Blood heavy metal levels in children with attention deficit hyperactivity disorder: an unsolved enigma


  • Rachna Sehgal Department of Pediatrics, All India Institute of Medical Sciences, Ansari Nagar, New Delhi, India
  • Sheffali Gulati Department of Pediatrics, All India Institute of Medical Sciences, Ansari Nagar, New Delhi, India
  • Yogendra K. Gupta Department of Pharmacology, All India Institute of Medical Sciences, Ansari Nagar, New Delhi, India
  • Savita Sapra Department of Pediatrics, All India Institute of Medical Sciences, Ansari Nagar, New Delhi, India
  • Ravinder M. Pandey Department of Biostatistics, All India Institute of Medical Sciences, Ansari Nagar, New Delhi, India
  • Madhulika Kabra Department of Pediatrics, All India Institute of Medical Sciences, Ansari Nagar, New Delhi, India



Attention deficit hyperactivity disorder, Cadmium, Lead, Mercury, Zinc


Background: The role of heavy metals in the etio-pathogenesis of attention deficit hyperactivity disorder (ADHD) is a burning enigma. The available studies with discordant results are from different geographical localities with different monitoring, regulations and sociocultural backgrounds. The differential association of heavy metals with ADHD severity and phenotypes has not been adequately examined. Also, there are concerns about laboratory quality control. Therefore, the present case control study was formulated.

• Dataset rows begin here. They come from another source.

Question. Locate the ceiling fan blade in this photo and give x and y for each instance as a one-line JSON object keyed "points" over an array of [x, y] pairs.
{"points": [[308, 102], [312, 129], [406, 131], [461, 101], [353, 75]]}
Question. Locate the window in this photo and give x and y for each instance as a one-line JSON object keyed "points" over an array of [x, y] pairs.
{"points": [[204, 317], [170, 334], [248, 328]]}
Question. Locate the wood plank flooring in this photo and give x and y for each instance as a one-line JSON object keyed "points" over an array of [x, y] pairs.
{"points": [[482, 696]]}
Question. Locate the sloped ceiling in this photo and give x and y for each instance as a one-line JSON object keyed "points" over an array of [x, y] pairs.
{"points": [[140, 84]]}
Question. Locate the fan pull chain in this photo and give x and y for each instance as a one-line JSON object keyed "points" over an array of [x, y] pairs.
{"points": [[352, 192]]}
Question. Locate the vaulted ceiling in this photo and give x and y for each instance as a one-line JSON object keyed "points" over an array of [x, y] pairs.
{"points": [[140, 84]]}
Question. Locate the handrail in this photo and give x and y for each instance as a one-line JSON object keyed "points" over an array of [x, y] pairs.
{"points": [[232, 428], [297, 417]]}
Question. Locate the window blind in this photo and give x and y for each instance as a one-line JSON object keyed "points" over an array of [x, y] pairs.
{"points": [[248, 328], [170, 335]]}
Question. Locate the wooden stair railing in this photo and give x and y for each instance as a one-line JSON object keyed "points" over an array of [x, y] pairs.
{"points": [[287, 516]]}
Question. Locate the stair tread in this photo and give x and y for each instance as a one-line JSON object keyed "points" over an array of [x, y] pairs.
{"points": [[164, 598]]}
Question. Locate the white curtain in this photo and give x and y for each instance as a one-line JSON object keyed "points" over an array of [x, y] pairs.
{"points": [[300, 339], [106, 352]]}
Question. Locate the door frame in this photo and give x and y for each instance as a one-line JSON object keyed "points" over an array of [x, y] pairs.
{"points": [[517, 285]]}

Methods: Thirty children with ADHD diagnosed by DSM IV criteria and thirty group age matched controls were enrolled. Detailed perinatal, past, developmental and possible exposure history to various heavy metals was taken. Severity of ADHD was assessed using ConnersTM Parent reporting questionnaire. Blood level of metals was estimated by inductively coupled plasma- atomic emission spectroscopy (ICP-AES).

Results: The mean blood lead, mercury, cadmium, arsenic, zinc were comparable in children with ADHD and group age matched controls. The mean blood lead, mercury and cadmium levels in study population was higher than found in studies from developed countries. Elevated arsenic, mercury and cadmium were found in both cases and controls. Blood zinc correlated significantly with inattention T score and blood mercury with hyperactivity-impulsitivity T score of Conners parent rating scale. Blood cadmium was present in greater proportion of predominant hyperactive-impulsive type patients.

Conclusions: Zinc deficiency correlates with inattention; cadmium and mercury toxicity correlate with hyperactivity. Mean blood levels of heavy metals is elevated in a substantial proportion of study population. So, there is an urgent need for sensitization and environmental control.